And it’s worth noting, sometimes a well placed assert before the start of a loop can improve performance thanks to llvm.
> debug_assert!() (only run in debug builds)
debug_assert!() (and it's equivalent in other languages, like C's assert with NDEBUG) is cursed. It states that you believe something to be true, but will take no automatic action if it is false; so you must implement the fallback behavior if your assumption is false manually (even if that fallback is just fallthrough). But you can't /test/ that fallback behavior in debug builds, which means you now need to run your test suite(s) in both debug and release build versions. While this is arguably a good habit anyway (although not as good a habit as just not having separate debug and release builds), deliberately diverging behavior between the two, and having tests that only work on one or the other, is pretty awful.
I hear you, but sometimes this is what I want.
For example, I’m pretty sure some complex invariant holds. Checking it is expensive, and I don’t want to actually check the invariant every time this function runs in the final build. However, if that invariant were false, I’d certainly like to know that when I run my unit tests.

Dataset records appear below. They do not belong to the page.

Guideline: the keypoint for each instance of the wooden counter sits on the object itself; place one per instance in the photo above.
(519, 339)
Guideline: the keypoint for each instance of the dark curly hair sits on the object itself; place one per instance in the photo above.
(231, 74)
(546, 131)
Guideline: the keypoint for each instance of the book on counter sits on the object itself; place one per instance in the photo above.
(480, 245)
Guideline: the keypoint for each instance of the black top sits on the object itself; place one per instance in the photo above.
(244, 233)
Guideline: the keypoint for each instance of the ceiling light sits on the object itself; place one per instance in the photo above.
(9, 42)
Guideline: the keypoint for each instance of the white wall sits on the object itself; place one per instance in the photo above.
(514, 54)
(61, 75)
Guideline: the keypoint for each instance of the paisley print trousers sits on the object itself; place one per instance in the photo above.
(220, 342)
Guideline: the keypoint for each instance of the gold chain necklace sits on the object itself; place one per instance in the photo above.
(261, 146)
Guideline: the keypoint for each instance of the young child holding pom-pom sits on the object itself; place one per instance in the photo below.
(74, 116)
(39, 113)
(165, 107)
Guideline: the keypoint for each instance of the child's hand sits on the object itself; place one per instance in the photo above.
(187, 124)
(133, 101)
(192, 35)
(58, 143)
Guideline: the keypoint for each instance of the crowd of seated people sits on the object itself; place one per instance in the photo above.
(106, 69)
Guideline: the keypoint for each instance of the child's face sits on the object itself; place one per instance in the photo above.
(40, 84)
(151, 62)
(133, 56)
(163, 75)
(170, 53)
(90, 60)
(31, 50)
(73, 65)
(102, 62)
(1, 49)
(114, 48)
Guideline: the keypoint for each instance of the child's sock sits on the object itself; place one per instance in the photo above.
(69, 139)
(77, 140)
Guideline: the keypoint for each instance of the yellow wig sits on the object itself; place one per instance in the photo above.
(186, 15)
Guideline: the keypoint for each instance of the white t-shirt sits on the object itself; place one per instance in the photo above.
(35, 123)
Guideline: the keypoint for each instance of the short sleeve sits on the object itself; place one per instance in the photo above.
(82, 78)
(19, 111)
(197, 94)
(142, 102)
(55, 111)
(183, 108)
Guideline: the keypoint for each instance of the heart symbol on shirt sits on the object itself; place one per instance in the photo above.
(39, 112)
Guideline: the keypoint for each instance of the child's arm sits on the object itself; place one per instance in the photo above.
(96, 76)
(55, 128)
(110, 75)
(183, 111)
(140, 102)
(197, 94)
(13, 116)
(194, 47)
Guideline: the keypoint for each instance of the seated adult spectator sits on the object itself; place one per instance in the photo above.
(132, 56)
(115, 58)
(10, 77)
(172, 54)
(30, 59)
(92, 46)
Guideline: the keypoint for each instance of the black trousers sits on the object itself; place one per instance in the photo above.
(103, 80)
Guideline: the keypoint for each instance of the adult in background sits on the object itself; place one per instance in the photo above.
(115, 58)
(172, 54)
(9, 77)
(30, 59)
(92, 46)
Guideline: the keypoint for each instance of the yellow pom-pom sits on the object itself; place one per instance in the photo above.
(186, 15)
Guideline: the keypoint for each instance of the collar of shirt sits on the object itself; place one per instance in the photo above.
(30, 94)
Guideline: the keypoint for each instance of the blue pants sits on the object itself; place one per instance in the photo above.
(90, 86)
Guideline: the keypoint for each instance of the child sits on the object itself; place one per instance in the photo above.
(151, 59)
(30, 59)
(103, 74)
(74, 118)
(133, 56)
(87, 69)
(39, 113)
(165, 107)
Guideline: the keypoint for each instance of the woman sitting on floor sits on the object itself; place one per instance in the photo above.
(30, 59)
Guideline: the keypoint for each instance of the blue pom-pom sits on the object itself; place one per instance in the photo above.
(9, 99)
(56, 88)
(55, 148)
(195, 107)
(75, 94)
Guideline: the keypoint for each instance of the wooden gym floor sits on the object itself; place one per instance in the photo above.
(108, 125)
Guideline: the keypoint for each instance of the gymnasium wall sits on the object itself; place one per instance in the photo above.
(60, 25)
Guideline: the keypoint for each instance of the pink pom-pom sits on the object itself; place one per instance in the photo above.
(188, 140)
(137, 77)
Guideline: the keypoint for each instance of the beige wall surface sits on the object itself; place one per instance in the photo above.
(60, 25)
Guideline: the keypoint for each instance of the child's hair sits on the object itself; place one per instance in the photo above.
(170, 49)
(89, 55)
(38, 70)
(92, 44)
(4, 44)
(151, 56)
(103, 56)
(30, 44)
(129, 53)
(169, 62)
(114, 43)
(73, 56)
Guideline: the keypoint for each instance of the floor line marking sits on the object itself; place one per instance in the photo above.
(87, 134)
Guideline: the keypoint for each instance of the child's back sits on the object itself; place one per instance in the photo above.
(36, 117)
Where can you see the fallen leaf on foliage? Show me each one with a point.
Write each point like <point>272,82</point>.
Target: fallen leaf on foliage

Using debug_assert is a way to do this. It also communicates to anyone reading the code what the invariants are.
If all I had was assert(), there’s a bunch of assertions I’d leave out of my code because they’re too expensive. debug_assert lets me put them in without paying the cost.
And yes, you should run unit tests in release mode too.
But how do you test the recovery path if the invariant is violated in production code? You literally can’t write a test for that code path…